A standard interview question is “Who would you like to meet and why?” My answer for years has been Her Majesty Queen Elizabeth II – she has experienced many changes, both good and bad, and has conducted herself with dignity and aplomb. On 09 September 2015, Queen Elizabeth surpassed the previous record set by Queen Victoria as the longest reigning monarch with 63 years and 217 days. Like Queen Victoria, she is the only other sovereign to celebrate her 60th Diamond Jubilee. This occurred in 2012 and many books and documentaries were released to celebrate that auspicious occasion.
The Coronation of Queen Elizabeth II (2012) is an hour-long documentary that details everything from the planning stage through to the ceremony. Since it was televised to the nation at that time, it is comprised of landmark footage plus interviews with actual participants.

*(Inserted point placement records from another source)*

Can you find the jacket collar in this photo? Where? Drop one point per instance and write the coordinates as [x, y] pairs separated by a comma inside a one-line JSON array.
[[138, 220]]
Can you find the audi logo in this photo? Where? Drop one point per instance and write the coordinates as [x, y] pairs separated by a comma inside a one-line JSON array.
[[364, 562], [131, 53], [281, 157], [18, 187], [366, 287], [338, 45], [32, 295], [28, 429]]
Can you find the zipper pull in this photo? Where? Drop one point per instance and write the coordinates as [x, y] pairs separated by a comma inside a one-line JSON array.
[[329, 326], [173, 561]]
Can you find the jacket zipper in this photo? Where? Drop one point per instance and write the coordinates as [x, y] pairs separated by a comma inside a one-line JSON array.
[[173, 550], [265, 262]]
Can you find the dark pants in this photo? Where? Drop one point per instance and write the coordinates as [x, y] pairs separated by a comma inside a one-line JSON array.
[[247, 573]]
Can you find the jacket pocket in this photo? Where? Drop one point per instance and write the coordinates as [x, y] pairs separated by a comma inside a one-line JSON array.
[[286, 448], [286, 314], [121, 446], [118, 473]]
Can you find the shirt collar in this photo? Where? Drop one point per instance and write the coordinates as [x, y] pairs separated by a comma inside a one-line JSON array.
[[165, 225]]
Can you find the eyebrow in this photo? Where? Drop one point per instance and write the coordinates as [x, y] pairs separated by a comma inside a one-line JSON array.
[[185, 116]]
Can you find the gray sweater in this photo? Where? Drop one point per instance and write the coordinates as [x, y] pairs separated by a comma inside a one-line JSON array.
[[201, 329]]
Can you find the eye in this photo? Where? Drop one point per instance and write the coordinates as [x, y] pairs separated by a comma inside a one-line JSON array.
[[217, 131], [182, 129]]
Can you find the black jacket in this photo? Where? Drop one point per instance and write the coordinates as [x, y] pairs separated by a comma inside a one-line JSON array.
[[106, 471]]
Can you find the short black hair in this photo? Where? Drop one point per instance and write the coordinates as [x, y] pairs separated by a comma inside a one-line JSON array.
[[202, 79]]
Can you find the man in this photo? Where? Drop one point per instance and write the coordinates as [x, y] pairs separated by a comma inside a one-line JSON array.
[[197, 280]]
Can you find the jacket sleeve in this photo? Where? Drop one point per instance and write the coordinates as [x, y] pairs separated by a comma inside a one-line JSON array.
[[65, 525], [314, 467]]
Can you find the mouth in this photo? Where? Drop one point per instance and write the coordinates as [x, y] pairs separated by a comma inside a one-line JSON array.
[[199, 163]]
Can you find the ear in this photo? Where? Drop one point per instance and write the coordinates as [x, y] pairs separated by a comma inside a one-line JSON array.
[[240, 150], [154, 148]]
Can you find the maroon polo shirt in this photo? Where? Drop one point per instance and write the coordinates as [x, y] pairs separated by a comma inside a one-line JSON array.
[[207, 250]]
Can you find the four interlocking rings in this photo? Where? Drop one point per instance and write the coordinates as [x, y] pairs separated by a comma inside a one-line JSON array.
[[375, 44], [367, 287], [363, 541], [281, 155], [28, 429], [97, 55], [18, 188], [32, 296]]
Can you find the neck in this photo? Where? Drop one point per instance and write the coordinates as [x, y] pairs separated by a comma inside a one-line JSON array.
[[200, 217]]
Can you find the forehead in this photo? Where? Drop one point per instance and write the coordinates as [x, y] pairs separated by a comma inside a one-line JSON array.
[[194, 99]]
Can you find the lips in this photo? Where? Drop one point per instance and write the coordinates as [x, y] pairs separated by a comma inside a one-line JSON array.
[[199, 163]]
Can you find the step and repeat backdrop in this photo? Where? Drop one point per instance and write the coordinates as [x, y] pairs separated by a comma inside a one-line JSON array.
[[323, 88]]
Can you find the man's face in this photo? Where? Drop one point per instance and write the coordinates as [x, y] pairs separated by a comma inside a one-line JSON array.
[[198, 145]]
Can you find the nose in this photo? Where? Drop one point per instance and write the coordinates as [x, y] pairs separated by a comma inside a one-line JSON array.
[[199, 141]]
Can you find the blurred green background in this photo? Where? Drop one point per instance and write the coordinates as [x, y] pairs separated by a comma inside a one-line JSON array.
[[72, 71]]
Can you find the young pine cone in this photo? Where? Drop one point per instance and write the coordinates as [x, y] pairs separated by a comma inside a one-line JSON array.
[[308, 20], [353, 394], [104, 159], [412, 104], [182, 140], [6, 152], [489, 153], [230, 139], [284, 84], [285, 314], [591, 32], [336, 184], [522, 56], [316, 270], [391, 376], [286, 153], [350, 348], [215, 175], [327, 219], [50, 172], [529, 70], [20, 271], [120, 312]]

She is fictionalized in Princess Elizabeth’s Spy (2012) as a 14-year-old girl stashed away for safety, along with her sister, in Windsor Castle during World War II. This book by Susan Elia MacNeal is the second in the Maggie Hope Mystery series. Maggie is not happy to be posted as a tutor/babysitter, but when one of their group dies under mysterious circumstances, they discover a much larger threat. “Lilibet” assists immensely in foiling the plot.
In The Queen and I (1992) by Sue Townsend, Queen Elizabeth’s “annus horribilis” becomes much more awful. Due to a change in government, she and her family are forced to move into a council estate, basically a group of downtrodden duplexes. The story chronicles their attempts to be “ordinary” people with poignancy and humor.
Although Mrs Queen Takes the Train by William Kuhn was published in 2012, the events in the novel take place “several years ago”. In a fit of nostalgia, the Queen decides to visit her old yacht Britannia, now retired to a berth in Leith, Scotland. When members of staff discover she’s scarpered, they set off to retrieve her before the tabloids discover Queen Elizabeth’s disappearance. It is a character study not only of the Queen but Britons of all sorts.
Lastly, I recommend The Diamond Queen (2012) for an intense, yet intimate, look at Queen Elizabeth’s life. This three-part documentary follows her activities over a year and a half culminating in the 60th Jubilee festivities. It also includes personal interviews with many other members of the royal family.
Like Halley’s Comet, take a moment to savour [sic] this once-in-a-lifetime event!